Astronium graveolens is a species of hardwood tree in the cashew family, Anacardiaceae, that is native to Mexico, Central America, and South America as far south as Bolivia. Common names include glassywood, tigerwood, ronrón (Spanish), aroeira (Portuguese), and Gonçalo alves (Portuguese), where it is grouped with two other species of Astronium.

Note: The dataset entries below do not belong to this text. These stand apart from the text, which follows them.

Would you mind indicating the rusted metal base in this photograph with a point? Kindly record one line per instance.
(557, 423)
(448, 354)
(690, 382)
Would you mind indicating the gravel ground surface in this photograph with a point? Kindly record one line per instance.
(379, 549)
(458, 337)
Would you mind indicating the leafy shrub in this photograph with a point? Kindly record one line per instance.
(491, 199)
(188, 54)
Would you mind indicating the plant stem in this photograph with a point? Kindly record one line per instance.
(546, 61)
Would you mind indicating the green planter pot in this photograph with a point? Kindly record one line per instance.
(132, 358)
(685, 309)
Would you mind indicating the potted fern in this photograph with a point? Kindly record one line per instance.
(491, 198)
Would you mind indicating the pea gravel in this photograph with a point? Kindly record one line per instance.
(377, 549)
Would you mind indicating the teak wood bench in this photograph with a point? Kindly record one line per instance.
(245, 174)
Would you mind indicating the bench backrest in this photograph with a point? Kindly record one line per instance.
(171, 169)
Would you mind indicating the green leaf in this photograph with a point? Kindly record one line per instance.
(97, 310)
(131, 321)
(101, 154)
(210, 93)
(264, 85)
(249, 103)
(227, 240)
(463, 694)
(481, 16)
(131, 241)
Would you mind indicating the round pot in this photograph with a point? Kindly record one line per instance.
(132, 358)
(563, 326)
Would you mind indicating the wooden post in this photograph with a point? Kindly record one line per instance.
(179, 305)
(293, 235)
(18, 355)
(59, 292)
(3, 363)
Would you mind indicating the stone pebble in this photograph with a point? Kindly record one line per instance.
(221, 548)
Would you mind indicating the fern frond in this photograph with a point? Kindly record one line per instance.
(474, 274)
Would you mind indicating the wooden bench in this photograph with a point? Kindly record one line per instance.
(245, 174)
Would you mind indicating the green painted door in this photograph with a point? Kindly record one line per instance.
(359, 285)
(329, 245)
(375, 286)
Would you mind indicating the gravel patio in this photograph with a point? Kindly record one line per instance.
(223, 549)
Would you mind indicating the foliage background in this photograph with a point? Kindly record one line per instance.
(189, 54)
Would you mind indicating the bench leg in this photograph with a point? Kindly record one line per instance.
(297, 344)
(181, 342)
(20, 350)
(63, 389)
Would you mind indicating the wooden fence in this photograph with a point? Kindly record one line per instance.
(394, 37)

This plant is cited in Flora Brasiliensis by Carl Friedrich Philipp von Martius.

==Description==
Astronium graveolens grows to a height of 35 m. The trunk can have a diameter of up to 1 m and is straight and cylindrical. At the base it has buttresses which may be about 2 m tall. The crown is rounded with irregular branches. The bark is grey, shiny and smooth, with paler patches where pieces have peeled off. The leaves are alternate and pinnate, with five to seven oblong or obovate leaflets with pointed tips. The tree flowers during the dry season. The flowers are hermaphrodite, small, yellowish-green in axillary or terminal panicles. The fruit is a drupe-like nut, blue ripening to black, with semi bitter flesh and a single seed.
This plant is also called "gateado", according to Webster's Third New International Dictionary

==Timber==
When fresh, the heartwood of Astronium graveolens is reddish-brown or orange-brown with variable width stripes of medium to dark brown. The timber becomes darker after exposure to the air and the stripes become nearly black. The sapwood is up to 10 cm thick and is whitish or dull grey. The timber is fine-grained, dense and durable, and resistant to rot. It is used for heavy duty construction work, joinery, veneers and furniture. Speciality uses include turnery, carving, knife handles, brush backs, bows for archery and billiard cues.